Here’s what it looks like:
Underutilized Employee Potential And A Home For AutoML
We’ve already determined that data scientists are a scarce and precious resource to be handled with the type of care one would give to The One Ring To Rule Them All, so we definitely don’t want them ugly-crying in the bathroom under the sheer stress of their workload as they tilt towards a nervous breakdown. In order to prevent that, we have to provide data scientists the support they need to flourish in the jobs they do best. Luckily, that support may already be in the cubicle next door—all it takes is a little enablement, a little freedom, and a healthy dose of AutoML.
In the first step of the new data science workflow, we need key stakeholders and decision-makers to help frame important business objectives. This lays the framework for valuable problem-solving. Stakeholders can assist with defining the objective, strategy, and key question to answer with ML, as well as how and when to take action once we have answers.
Then, data scientists can happily clickety-clack away at their desks to figure out what data to gather and where and how to get it. Alongside gaining insight into the data pipeline, data scientists can also help with model validation—a critical step in the success of a machine learning initiative, perhaps the most critical step at which to utilize the mythical and highly-sought data scientist unicorn. This is their natural habitat, and you will often find they thrive here.
But—this is important—they don’t have to do everything else and they don’t even have to do those steps alone . They should certainly play a role in understanding business objectives, and through data democratization, analysts can readily assist with data exploration, collection, and structuring. With the addition of AutoML like Big Squid’s Kraken, a support team of analysts can shoulder a lot of the load, freeing up the bottleneck, and allowing for faster, easier, more effective machine learning across the board. Analysts, and sometimes other data science roles, can help with model building, assessment, and refinement. They can also help and the prediction and adoption phase with deployment, integration, and assessment. Then they can help even more with prescriptive analysis, building a deeper action plan based on the model’s insights, and then again with value assessment.

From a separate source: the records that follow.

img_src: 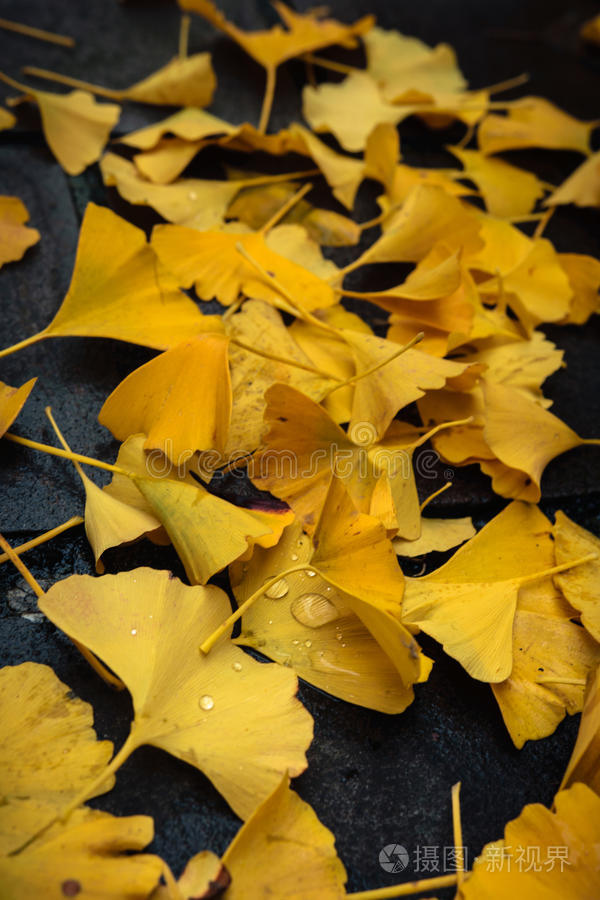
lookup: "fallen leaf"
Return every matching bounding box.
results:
[0,197,40,268]
[0,809,163,900]
[458,784,600,900]
[4,203,222,353]
[0,662,114,856]
[229,522,424,713]
[0,378,37,437]
[553,509,600,642]
[546,151,600,206]
[477,97,598,156]
[98,334,232,465]
[40,568,312,818]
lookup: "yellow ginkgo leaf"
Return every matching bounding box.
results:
[40,568,312,818]
[0,197,40,268]
[152,225,335,311]
[100,153,244,230]
[0,73,121,175]
[558,253,600,325]
[0,662,113,857]
[0,809,163,900]
[402,502,578,683]
[119,106,239,150]
[364,28,467,103]
[23,53,217,107]
[554,510,600,642]
[223,777,346,900]
[482,379,595,503]
[178,0,374,131]
[392,516,475,557]
[133,476,293,584]
[477,97,598,156]
[229,522,425,713]
[157,776,346,900]
[560,667,600,793]
[224,300,332,460]
[458,784,600,900]
[0,378,37,437]
[46,407,166,572]
[302,70,411,153]
[227,181,360,247]
[98,334,231,465]
[0,203,223,356]
[0,107,17,131]
[448,147,544,218]
[546,151,600,206]
[492,568,600,748]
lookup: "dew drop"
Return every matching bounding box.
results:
[291,594,338,628]
[265,578,290,600]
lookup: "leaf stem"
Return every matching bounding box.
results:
[0,516,83,565]
[346,874,458,900]
[177,13,192,62]
[452,781,465,885]
[258,66,277,134]
[4,431,130,478]
[0,330,48,359]
[260,182,312,234]
[0,19,75,47]
[20,66,124,100]
[321,331,425,401]
[200,563,312,654]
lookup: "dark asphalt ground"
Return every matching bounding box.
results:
[0,0,600,897]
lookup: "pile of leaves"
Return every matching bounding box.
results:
[0,0,600,900]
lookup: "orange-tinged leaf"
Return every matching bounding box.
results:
[302,70,410,152]
[98,334,232,465]
[133,476,291,584]
[178,0,373,69]
[26,89,121,175]
[0,378,37,437]
[0,809,163,900]
[40,569,312,818]
[558,253,600,325]
[0,662,113,858]
[492,572,600,748]
[448,147,544,218]
[152,225,335,310]
[0,106,17,131]
[223,778,346,900]
[392,516,475,557]
[229,522,424,713]
[560,667,600,793]
[0,203,222,358]
[0,197,40,268]
[546,152,600,206]
[458,784,600,900]
[100,153,245,230]
[364,28,467,103]
[483,379,585,503]
[403,502,568,682]
[477,97,598,156]
[554,510,600,642]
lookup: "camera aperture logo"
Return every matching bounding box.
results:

At Big Squid, we can help you verify your readiness for machine learning then help put your business on a fast track to success toward your machine learning initiatives with guidance down the path of the new data science workflow. Our team can help you find out which questions ML can answer based on key business objectives, then supercharge your efforts by providing the AutoML software to support your journey (and your data scientists).
AutoML like Kraken empowers data analysts across the entire data science workflow to make notable impacts and take on a much greater role in the machine learning process both by simplifying that process and augmenting the skills of the analysts. Analysts basically become “citizen” data scientists, freeing up the actual data scientists to do only the most high-level, targeted work—streamlining the whole process from the ground up. With a good data science workflow accompanied by AutoML, everyone goes up a level. Achievement unlocked: AI simplified. Smarter decisions, faster.